Looks like the mail provider can see everything necessary. Even though the message body is encrypted, the metadata leakage in message headers is so substantial that we don’t even need to see the message body to know all about it.
This is an unfixable flaw of email. These fields in the message headers are mandatory for email to work, yet they give away nearly all the information that a data aggregator would want. “We kill people based on metadata” -NSA.
And let’s not get into the SMTP Received: field, which contains your IP address. Not the mail server’s IP address, your IP address. Just keep this in mind whenever you’re sending “private” emails.
Metadata sidenote: Your connections graph
This is more valuable information than you think. Even if you were to rewrite all your subject details such that your mail provider can only read the To: and From: fields, this is enough information for data aggregators.
Think about it. Your connections graph is pretty unique to you. You are connected to friend1, friend2, friend3, coworker1, coworker2, coworker3, and also signed up for services serviceA, serviceB, serviceC. How many other people would have that set of connections? Probably none.

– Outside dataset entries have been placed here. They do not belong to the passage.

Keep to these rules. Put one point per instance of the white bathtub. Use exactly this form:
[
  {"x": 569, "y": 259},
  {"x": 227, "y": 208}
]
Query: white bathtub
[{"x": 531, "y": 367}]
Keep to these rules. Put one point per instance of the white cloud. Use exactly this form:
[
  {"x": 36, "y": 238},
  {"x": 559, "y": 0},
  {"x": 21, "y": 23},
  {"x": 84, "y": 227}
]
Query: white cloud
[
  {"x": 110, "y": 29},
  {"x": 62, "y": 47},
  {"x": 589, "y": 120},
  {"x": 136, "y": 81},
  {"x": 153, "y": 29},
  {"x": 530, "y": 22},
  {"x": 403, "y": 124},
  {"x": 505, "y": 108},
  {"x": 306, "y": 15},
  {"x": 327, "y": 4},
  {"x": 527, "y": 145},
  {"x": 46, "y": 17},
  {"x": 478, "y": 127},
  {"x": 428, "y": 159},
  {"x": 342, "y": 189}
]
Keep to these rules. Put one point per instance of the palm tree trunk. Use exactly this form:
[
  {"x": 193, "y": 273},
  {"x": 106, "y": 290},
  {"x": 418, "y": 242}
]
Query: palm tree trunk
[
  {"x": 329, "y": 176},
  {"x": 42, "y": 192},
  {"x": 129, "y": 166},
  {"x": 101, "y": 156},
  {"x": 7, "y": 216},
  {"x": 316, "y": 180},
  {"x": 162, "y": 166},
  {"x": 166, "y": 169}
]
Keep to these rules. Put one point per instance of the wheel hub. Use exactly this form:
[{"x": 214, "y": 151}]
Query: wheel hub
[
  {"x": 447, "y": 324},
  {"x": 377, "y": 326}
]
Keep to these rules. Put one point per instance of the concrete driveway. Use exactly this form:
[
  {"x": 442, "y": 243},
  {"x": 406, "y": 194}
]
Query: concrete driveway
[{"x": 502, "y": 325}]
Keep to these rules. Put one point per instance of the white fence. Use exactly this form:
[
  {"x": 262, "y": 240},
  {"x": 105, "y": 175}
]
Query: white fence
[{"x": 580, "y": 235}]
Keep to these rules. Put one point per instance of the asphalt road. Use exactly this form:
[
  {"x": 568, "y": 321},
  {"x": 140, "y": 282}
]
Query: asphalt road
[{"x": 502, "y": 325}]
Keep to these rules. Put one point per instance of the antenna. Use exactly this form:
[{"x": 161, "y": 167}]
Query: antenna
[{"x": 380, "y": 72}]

Your connections graph will not only deanonymize you, but also profile you. Get a lot of emails from tech newsletters and services? Interested in tech. Lots of emails from a particular political party? Political views identified. Think about how many of these types of emails you get. How easy it would be for someone to profile all your interests and beliefs, just by reading who you get emails from?
This problem is not limited to emails. Any messaging protocol that has To/From metadata leakage has this problem. Simply knowing who you are talking to is enough information for most data aggregators. How do you think Facebook is profiting off WhatsApp, if WhatsApp messages are end-to-end encrypted with the Signal Protocol?
Protecting this metadata is hard, but not impossible.
Perfect forward secrecy (or lack thereof)
Everything we’ve talked about so far has been about privacy. But, I also promised security theater.
PGP-encrypted email does not have forward secrecy. Since email providers use your one public key to encrypt all your emails, then if the corresponding private key is compromised, then every one of your emails is compromised.
This is a significant issue. Nearly all end-to-end encrypted messaging platforms (Signal, Matrix, Threema, Briar, even WhatsApp) implement some form of session keys such that a future compromise will not also compromise past events.
The usage of asymmetric encryption via public/private key cryptography in long-term storage is also problematic due to an inevitable quantum computing future, but that’s an entirely different topic for a different post (hint hint).
Closing thoughts
Encrypting your email is better than not encrypting it at all. I will never recommend against it. But, you should keep a realistic expectation of how private you really are, even with the best email practices.
At the end of the day, all of these shortcomings are no fault of the email providers. They’re trying their best with what they have, but email is a fundamentally flawed protocol in terms of security/privacy. The ultimate conclusion — if you need to communicate with someone privately, don’t use email. Period.